Attack delivery: The attacker sends the victim a normal-looking link via email, Slack, Teams, or any channel. The link opens Microsoft 365 Copilot Search (a real Microsoft domain). One click = silent exfil. No second click, no credential prompt, no approval dialog.

Disclosure and patch: Varonis Threat Labs discovered and reported SearchLeak. Microsoft classified it as CVE-2026-42824 (CVSS 6.5 per Microsoft; 7.5 per NVD) and patched it on backend infrastructure on or before June 15, 2026. Since Copilot Enterprise is a managed SaaS, customers cannot patch independently — but the fix is already deployed.

Am I affected?

Current exposure: None. Microsoft patched the backend.
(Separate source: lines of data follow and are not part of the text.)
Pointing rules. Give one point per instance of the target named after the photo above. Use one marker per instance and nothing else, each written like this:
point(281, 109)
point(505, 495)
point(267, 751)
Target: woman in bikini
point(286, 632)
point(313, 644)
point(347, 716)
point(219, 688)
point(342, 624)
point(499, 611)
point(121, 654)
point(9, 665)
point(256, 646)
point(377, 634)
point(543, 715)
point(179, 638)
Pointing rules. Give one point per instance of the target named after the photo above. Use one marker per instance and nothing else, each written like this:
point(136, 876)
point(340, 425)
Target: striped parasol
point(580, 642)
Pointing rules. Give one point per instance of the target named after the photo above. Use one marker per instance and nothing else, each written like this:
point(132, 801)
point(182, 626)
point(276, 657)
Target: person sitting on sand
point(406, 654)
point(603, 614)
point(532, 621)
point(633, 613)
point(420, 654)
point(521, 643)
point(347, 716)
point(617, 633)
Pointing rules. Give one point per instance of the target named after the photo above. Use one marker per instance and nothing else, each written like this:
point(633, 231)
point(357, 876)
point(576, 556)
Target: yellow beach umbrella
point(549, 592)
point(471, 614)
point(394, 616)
No customer action is required to close the CVE-2026-42824 attack vector.

Historical exposure check: If you have Copilot Enterprise audit logs for the period before June 15, 2026, look for:

# M365 Purview / Compliance Center audit query (PowerShell)
Search-UnifiedAuditLog -StartDate 2026-01-01 -EndDate 2026-06-15 `
  -Operations "CopilotInteraction" `
  -ResultSize 1000 | Where-Object { $_.AuditData -match 'q=' }

Specifically: any Copilot Enterprise Search sessions initiated from an unusual IP or following a link with an unusually long q= URL parameter containing instruction-style text (rather than a keyword search).

If you are affected

Since the patch is already deployed, "affected" means you may have been a target before June 15, 2026. If audit logs show anomalous Copilot Enterprise Search sessions:

playbooks/rotating-cloud-credentials.md — if MFA codes or tokens may have been captured.

playbooks/if-your-webapp-was-compromised.md — for broader incident response if account takeover is suspected.

Prevention

This attack class — parameter-to-prompt injection (P2PI) — is distinct from classic indirect prompt injection (attacker plants instructions in content the AI reads). In P2PI, the attacker controls a URL parameter that the AI treats as a user instruction. Defenses:

  • Treat Copilot Enterprise Search links like OAuth authorization links — clicking an unexpected microsoft.com/copilot?q=... link from an unverified sender carries the same risk as clicking an unknown OAuth grant. If the link pre-populates a Copilot query you didn't write, be suspicious.
  • Limit Copilot data scope to least-privilege. Users who only need Copilot for email shouldn't have Copilot search enabled over OneDrive, SharePoint, and all Teams conversations. Narrow the scope so that a successful P2PI attack can't reach every cloud resource the account touches.
  • Enable Copilot interaction audit logging. In M365 Purview, enable Copilot audit logs so you can detect anomalous bulk reads triggered from unexpected sources.
  • For AI/Copilot product teams: Never trust URL parameters as user intent. Parameters are untrusted attacker input, regardless of the domain they arrive at. Sanitize q= and similar before passing to LLM context.